Birçok soL okuru sporseverin de
okuduğu düşünülebilecek bu yazılarda verilen bilgileri tekrarlamak lüzumsuz
olacaktır. Ancak Socrates’in portresi bir çok boyutuyla, futbolun dönüşümü
üzerine yeniden düşünmek ve konuşmak adına bolca veri sunuyor. Onun öyküsü,
yalnızca bugünden bakıldığında değil, kendi dönemi içerisinde de sıradışı.
Kariyerlerinin sonuna kadar futboldan başka bir işle ilgilenmesi neredeyse
imkansız olan ve eğitimleri nadiren üniversite seviyesine ulaşan profesyoneller
arasında bir tıp doktoru. Entellektüel olmanın hoş karşılanmadığı, aktivizmin
ise bir günah addedildiği futbol dünyasında, özgün sözlerini ve yaratıcı
eylemlerini sakınmadan ortaya koyan bir devrimci. Bir başka deyişle, ülkemizde
bir dönemin kötü şöhretli “Ne sağcıyız ne solcu, futbolcuyuz futbolcu”

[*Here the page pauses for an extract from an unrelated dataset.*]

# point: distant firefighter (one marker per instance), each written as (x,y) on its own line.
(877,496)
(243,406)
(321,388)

klişesinin anti-tezi. Üstüne üstlük, işçilerinin yeşilaycı, bionik atletler
olmasının beklendiği günümüz endüstrisinin, elinde birası ve sigarasıyla bir
anti-kahramanı.
Doktorluğu, futbolu bırakmasından
sonra memleketinde bir spor rahatsızlıkları kliniği açacak kadar sahici.

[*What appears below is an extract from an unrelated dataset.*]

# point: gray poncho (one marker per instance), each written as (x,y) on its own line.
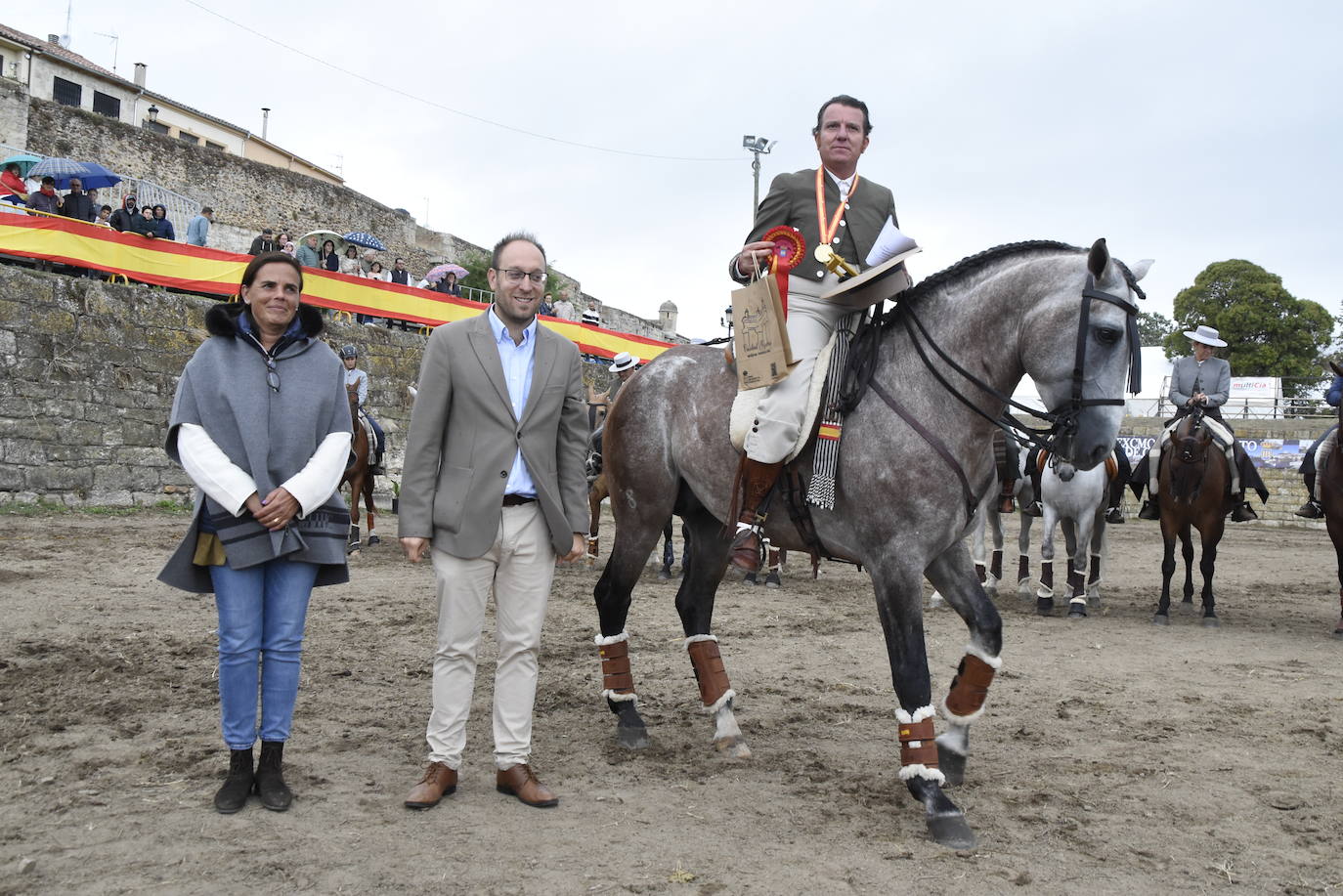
(270,434)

Entellektüelliğini, geçtiğimiz haftalarda da bu köşede andığımız Bellos’un
kitabında yer alan söyleşisinden anlayabiliyoruz. Kulüpleşmenin plaj futboluna
kadar uzanmasıyla birlikte, çocukların eskisi kadar özgürce oynayamamasını ve
futbolun her seviyede standartlaşmasını, Brezilya’nın kentleşme sürecine ustaca
bağlıyor. Devrimciliği, kahramanlarının Fidel, Che, John Lennon ya da başkaları
olmasıyla sınırlı değil. Benzer tarihsel figürleri konuşmalarında bolca anan
başka futbolcuların yapamadığını, Vladimir(isme dikkat!) ve Walter Casagrande
gibi takım arkadaşlarıyla beraber oluşturduğu Corinthians Demokrasisi hareketi
ile başardı. En ünlü eylemlerini hatırlamadan olmaz: 18 yıllık diktatörlüğün
son demlerinde, Corinthians forması üzerinden Brezilyalıları oy kullanmaya
çağırmaları.
Sahanın içine bakıldığındaysa,
Socrates’in kaptanlığını yaptığı 1982 Dünya Kupası’ndaki milli takımın
macerasının, oyunun teknik ve taktik anlamındaki dönüşümünde bir milat olarak
kabul edildiğini görebiliriz. Teknik direktör Tele Santana, 1978’deki
başarısızlığı, oyuncuların yeteneklerini kısıtlayan bir anlayışa bağlamış ve
isimlerini sayarken dahi insanı heyecanlandıran Zico, Socrates, Eder, Falcao
gibi hücum virtüözlerini serbest bırakmayı tercih etmişti. Sonraları, Socrates
de , “modern toplumda status quo
karşısında kendi düşüncelerini üretecek ve bunu yaşama geçirecek insanlara
ihtiyaç var” diyerek anlatıyordu ’82 Brezilya kadrosunun yaklaşımını. Sonuçta
Brezilya, finale çıkmak için, o zamana kadar organize bir savunma takımı
görüntüsü veren İtalya karşısında yalnızca bir beraberliğe ihtiyaç duymasına ve
bu skoru 2 defa yakalamasına rağmen, biraz da kazanma tutkusunun verdiği
sarhoşlukla, Rossi’nin üçlemesine engel olamamıştı. Bu maçtan sonra, savunmayı
hücum kadar önemsemeyen geleneğin son temsilcisi Brezilya milli takımı da,
Avrupalılaşma sürecine girecekti.
Brezilya’nın Metin Kurt’u, ne
kadar anılsa azdır.
*Az ama öz gol yiyen Dassayev'in yediği o "öz" gollerden biri.